Here's an example which applies to scoring metrics which can be decomposed as a sum of errors over individual observations. Partition the set of validation observation indices $D = \{1, 2, \dots, n \}$ into positively labeled observations and negatively labeled ones: $D_{+}, D_{-}$, respectively.

$$ \begin{align} \text{plain error} &= \frac{1}{|D|} \sum_{i \in D} \text{err}(\hat{y}_i, y_i) \\ \text{balanced error} &= \frac{1}{2} \Bigg( \frac{1}{|D_{+}|} \sum_{i \in D_{+}} \text{err}(\hat{y}_i, y_i) \Bigg) + \frac{1}{2} \Bigg( \frac{1}{|D_{-}|} \sum_{i \in D_{-}} \text{err}(\hat{y}_i, y_i) \Bigg). \end{align} $$

For an example of re-weighing a slightly more complex metric, see my answer here. It performs re-weighing for the Area Under the Precision-Recall Curve (AUPRC).

It's important to keep in mind that balanced scores are not always desirable. For example, if your dataset is a large random sample and has class imbalance, and the costs of poor predictions are equivalent across classes, then a balanced scoring metric is wrong; it over-emphasizes the smaller class because it's less prevalent, not because it's more important. The weights of observations during evaluation is determined completely by costs related to the model's application, not their class' prevalence in the data distribution. Here's a question containing links and answers speaking to this principle.

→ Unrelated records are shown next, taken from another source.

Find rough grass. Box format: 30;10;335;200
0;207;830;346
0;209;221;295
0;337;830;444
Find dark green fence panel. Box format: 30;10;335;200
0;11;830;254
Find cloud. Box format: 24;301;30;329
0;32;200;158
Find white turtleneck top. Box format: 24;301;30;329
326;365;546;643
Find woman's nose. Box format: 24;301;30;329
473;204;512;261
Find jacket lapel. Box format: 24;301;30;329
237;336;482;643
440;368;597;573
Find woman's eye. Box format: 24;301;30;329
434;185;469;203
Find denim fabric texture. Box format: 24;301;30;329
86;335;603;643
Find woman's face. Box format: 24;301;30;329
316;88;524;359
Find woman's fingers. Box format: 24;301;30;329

But say you know that you want a balanced score, and it's difficult to modify the scoring metric to achieve equal weighing over classes. In this case, you need to balance data. From the whole sample, the validation split should be (randomly) subsampled. Say that this validation split contains $n$ positive observations and $m$ negative observations, and $n < m$. Then randomly subsample $n$ of the $m$ negative observations, and score the metric on these $2n$ observations. This procedure seems to be option (2) in your question. The benefit of option (2) over option (1) is not that fewer observations are dropped; in both options, 1000 observations won't be evaluated on. The benefit is that you don't disturb the empirical distribution of classes in the training split. In option (1), the training class distribution will be biased wrt the 1:3 ratio.

chicxulub
  • 1,420